My Treatment Approach: Chronic Lymphocytic Leukemia - Episode 4

Approaches to Initiating Therapy for a Patient With CLL and Worsening Symptoms

Oncology hematology health care professionals from Memorial Sloan Kettering Cancer Center discuss how to manage a 67-year-old woman with chronic lymphocytic leukemia who develops progressive fatigue and night sweats.

Anthony Mato, MD, MSCE: Let’s talk about a case of a typical patient, a 67-year-old woman who presents with lymphocytosis. It was noted on routine examination with their PCP [primary care physician]. Her past medical history is notable for GERD [gastroesophageal reflux disease], and she’s on a PPI [proton pump inhibitor] for mild indigestion. One of the questions I have is does she really need to be on that?

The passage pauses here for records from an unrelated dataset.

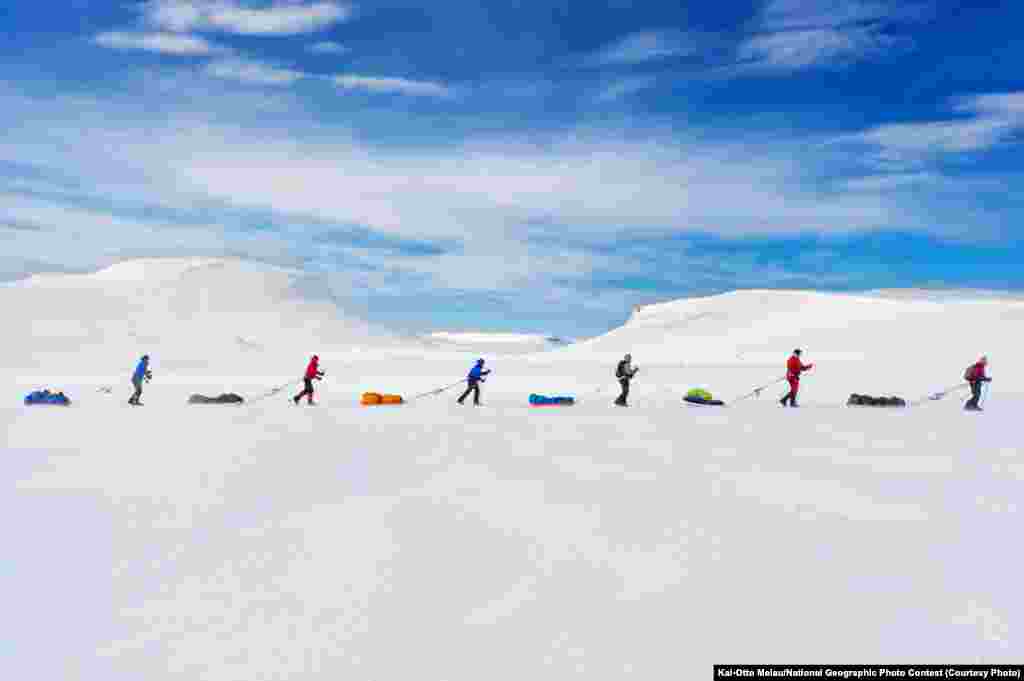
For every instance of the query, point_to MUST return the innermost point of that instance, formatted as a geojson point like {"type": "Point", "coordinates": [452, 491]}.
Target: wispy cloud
{"type": "Point", "coordinates": [792, 50]}
{"type": "Point", "coordinates": [791, 35]}
{"type": "Point", "coordinates": [624, 87]}
{"type": "Point", "coordinates": [641, 47]}
{"type": "Point", "coordinates": [392, 85]}
{"type": "Point", "coordinates": [166, 43]}
{"type": "Point", "coordinates": [233, 16]}
{"type": "Point", "coordinates": [328, 47]}
{"type": "Point", "coordinates": [258, 73]}
{"type": "Point", "coordinates": [982, 122]}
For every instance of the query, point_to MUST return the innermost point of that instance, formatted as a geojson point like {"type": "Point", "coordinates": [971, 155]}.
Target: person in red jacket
{"type": "Point", "coordinates": [312, 372]}
{"type": "Point", "coordinates": [975, 375]}
{"type": "Point", "coordinates": [794, 368]}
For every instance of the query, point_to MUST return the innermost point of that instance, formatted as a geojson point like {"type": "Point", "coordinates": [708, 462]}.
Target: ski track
{"type": "Point", "coordinates": [442, 542]}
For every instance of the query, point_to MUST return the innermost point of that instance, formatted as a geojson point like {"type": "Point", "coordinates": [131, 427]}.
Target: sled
{"type": "Point", "coordinates": [700, 401]}
{"type": "Point", "coordinates": [45, 397]}
{"type": "Point", "coordinates": [544, 400]}
{"type": "Point", "coordinates": [377, 399]}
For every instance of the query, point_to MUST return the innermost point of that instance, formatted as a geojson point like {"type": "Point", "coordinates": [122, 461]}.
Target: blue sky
{"type": "Point", "coordinates": [537, 166]}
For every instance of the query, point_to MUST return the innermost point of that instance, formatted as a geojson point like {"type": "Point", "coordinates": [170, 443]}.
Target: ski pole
{"type": "Point", "coordinates": [758, 391]}
{"type": "Point", "coordinates": [940, 394]}
{"type": "Point", "coordinates": [436, 391]}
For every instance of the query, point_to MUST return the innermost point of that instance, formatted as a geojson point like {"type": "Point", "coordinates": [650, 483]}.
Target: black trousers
{"type": "Point", "coordinates": [975, 394]}
{"type": "Point", "coordinates": [307, 390]}
{"type": "Point", "coordinates": [473, 387]}
{"type": "Point", "coordinates": [625, 382]}
{"type": "Point", "coordinates": [138, 391]}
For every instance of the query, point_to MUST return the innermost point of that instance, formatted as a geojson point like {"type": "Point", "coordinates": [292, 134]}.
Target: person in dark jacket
{"type": "Point", "coordinates": [473, 380]}
{"type": "Point", "coordinates": [794, 368]}
{"type": "Point", "coordinates": [975, 375]}
{"type": "Point", "coordinates": [625, 373]}
{"type": "Point", "coordinates": [312, 373]}
{"type": "Point", "coordinates": [141, 373]}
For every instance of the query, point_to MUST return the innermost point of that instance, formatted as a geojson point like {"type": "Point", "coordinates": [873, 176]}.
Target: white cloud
{"type": "Point", "coordinates": [791, 35]}
{"type": "Point", "coordinates": [166, 43]}
{"type": "Point", "coordinates": [645, 46]}
{"type": "Point", "coordinates": [982, 123]}
{"type": "Point", "coordinates": [624, 87]}
{"type": "Point", "coordinates": [233, 16]}
{"type": "Point", "coordinates": [245, 71]}
{"type": "Point", "coordinates": [792, 50]}
{"type": "Point", "coordinates": [391, 85]}
{"type": "Point", "coordinates": [328, 47]}
{"type": "Point", "coordinates": [804, 14]}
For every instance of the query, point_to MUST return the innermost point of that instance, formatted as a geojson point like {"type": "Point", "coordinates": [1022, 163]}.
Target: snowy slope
{"type": "Point", "coordinates": [197, 317]}
{"type": "Point", "coordinates": [436, 542]}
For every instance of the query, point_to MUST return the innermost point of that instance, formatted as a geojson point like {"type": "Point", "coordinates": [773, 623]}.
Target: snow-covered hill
{"type": "Point", "coordinates": [442, 542]}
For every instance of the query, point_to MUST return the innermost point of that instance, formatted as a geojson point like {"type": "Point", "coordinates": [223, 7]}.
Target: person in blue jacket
{"type": "Point", "coordinates": [476, 376]}
{"type": "Point", "coordinates": [141, 373]}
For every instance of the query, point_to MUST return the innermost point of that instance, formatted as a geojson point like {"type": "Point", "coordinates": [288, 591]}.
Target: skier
{"type": "Point", "coordinates": [975, 375]}
{"type": "Point", "coordinates": [625, 373]}
{"type": "Point", "coordinates": [312, 373]}
{"type": "Point", "coordinates": [794, 368]}
{"type": "Point", "coordinates": [142, 373]}
{"type": "Point", "coordinates": [473, 380]}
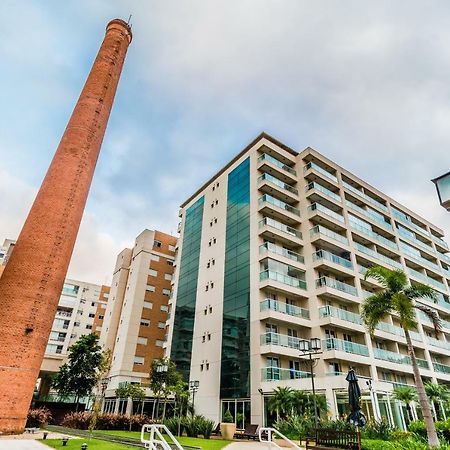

Physical examination is notable for cervical lymphadenopathy, with no palpable spleen and no palpable liver, and a great performance status. Laboratory studies show a white blood cell count of 51,000 per mm3 with 80% lymphocytes. Hemoglobin is normal at 12.7 g/dL. Platelets are normal at 256 per mm3. She has a normal neutrophil count, and her LDH [lactate dehydrogenase] level is within normal limits. There’s a high suspicion for CLL, obviously, and other lymphoproliferative disorders in leukemic phase. To distinguish 1 from the other, you can perform flow cytometry on a peripheral blood sample as well as look at peripheral smear. Flow cytometry in this case revealed the CD5 positive, CD19 positive, CD20 dim, CD23 positive, malignant clonal B-cell population. This is fairly typical for CLL.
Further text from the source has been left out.